Breaking News

Anak Buah Gubernur Riau Sampai Gadai Sertifikat Demi Bayar 'Jatah Preman' Abdul Wahid

Gubernur Riau Abdul Wahid (tengah) bersama Kepala Dinas Pekerjaan Umum, Penataan Ruang, Perumahan, Kawasan Permukiman dan Pertanahan (PUPR PKPP) Provinsi Riau M. Arief Setiawan (kanan) dan Tenaga Ahli Gubernur Riau Dani M. Nursalam (kiri)

D'On, Jakarta
– Fakta mencengangkan mencuat dari ruang penyidikan Komisi Pemberantasan Korupsi (KPK). Dalam kasus dugaan pemerasan dan penerimaan gratifikasi di lingkungan Pemerintah Provinsi Riau Tahun Anggaran 2025, para anak buah Gubernur Riau, Abdul Wahid, ternyata harus menanggung beban tak masuk akal.

Demi memenuhi permintaan “jatah preman” sang gubernur, sejumlah pejabat di Dinas PUPR-PKPP bahkan nekat menggadaikan sertifikat rumah dan meminjam uang ke bank.

‘Jatah Preman’ 5 Persen dari Uang Negara

Kisah korupsi ini bermula dari kebijakan gelap yang diselubungi ancaman. Menurut hasil penyidikan KPK, Abdul Wahid yang juga politikus Partai Kebangkitan Bangsa (PKB)—mematok jatah 5 persen dari setiap proyek di Dinas PUPR-PKPP Riau.

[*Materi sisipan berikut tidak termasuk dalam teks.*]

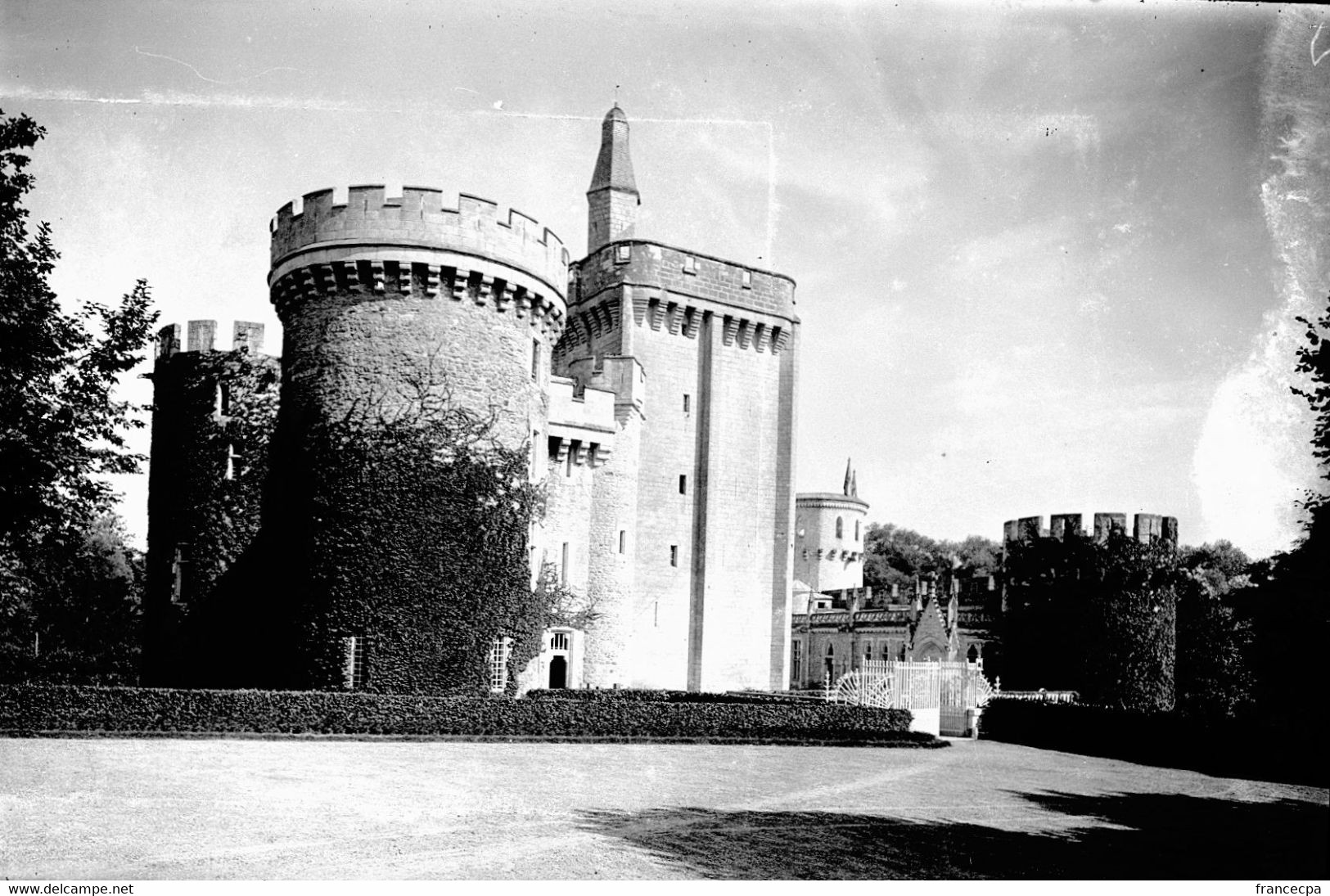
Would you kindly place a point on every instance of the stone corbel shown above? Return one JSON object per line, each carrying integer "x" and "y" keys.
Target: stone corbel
{"x": 745, "y": 334}
{"x": 351, "y": 274}
{"x": 692, "y": 322}
{"x": 459, "y": 283}
{"x": 376, "y": 274}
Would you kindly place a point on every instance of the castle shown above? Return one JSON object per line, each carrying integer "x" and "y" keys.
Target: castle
{"x": 653, "y": 383}
{"x": 655, "y": 387}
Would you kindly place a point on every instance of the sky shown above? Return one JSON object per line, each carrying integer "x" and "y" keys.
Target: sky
{"x": 1049, "y": 257}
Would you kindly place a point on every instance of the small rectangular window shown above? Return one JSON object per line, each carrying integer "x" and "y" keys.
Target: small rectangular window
{"x": 498, "y": 661}
{"x": 177, "y": 570}
{"x": 354, "y": 662}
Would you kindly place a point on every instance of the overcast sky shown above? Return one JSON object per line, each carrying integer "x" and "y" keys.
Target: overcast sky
{"x": 1048, "y": 255}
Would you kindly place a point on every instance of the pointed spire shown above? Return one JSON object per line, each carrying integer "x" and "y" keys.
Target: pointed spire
{"x": 612, "y": 198}
{"x": 613, "y": 165}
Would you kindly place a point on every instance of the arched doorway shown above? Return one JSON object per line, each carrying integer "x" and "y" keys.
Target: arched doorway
{"x": 557, "y": 673}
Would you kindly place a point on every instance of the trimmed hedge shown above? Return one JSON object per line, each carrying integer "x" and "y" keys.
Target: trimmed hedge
{"x": 1216, "y": 746}
{"x": 666, "y": 697}
{"x": 27, "y": 709}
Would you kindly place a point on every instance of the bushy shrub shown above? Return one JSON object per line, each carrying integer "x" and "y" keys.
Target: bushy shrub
{"x": 35, "y": 709}
{"x": 1217, "y": 746}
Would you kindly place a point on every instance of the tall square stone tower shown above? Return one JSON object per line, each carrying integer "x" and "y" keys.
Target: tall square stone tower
{"x": 709, "y": 520}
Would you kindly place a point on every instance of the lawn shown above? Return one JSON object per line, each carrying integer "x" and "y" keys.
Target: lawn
{"x": 204, "y": 808}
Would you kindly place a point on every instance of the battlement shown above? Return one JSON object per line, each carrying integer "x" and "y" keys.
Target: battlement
{"x": 418, "y": 219}
{"x": 1147, "y": 527}
{"x": 684, "y": 272}
{"x": 246, "y": 336}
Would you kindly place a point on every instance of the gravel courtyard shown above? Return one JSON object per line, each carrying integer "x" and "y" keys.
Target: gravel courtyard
{"x": 165, "y": 808}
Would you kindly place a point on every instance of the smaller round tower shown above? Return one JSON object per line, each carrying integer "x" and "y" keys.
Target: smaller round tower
{"x": 829, "y": 532}
{"x": 213, "y": 417}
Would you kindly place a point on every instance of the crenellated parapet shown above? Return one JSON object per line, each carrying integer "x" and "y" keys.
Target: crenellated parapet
{"x": 672, "y": 290}
{"x": 246, "y": 335}
{"x": 404, "y": 278}
{"x": 418, "y": 218}
{"x": 410, "y": 246}
{"x": 1147, "y": 527}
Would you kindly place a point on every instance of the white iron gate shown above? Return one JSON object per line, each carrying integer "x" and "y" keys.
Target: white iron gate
{"x": 942, "y": 696}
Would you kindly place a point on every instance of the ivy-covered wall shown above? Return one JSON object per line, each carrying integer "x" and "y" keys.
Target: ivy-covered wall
{"x": 410, "y": 536}
{"x": 213, "y": 419}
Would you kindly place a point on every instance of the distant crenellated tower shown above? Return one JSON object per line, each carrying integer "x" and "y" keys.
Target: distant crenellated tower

Padahal, anggaran dinas tersebut baru saja melonjak tajam dari Rp71,6 miliar menjadi Rp177,4 miliar. Dari lonjakan itulah, Wahid disebut mulai memungut “fee” yang dikamuflase sebagai bagian dari loyalitas terhadap pimpinan.

Yang lebih mengejutkan, ancaman evaluasi yang disampaikan Wahid dalam rapat bersama para kepala dinas ditafsirkan sebagai ancaman mutasi atau pencopotan jabatan. Artinya, siapa yang tak setor, siap-siap kehilangan kursi empuknya di pemerintahan.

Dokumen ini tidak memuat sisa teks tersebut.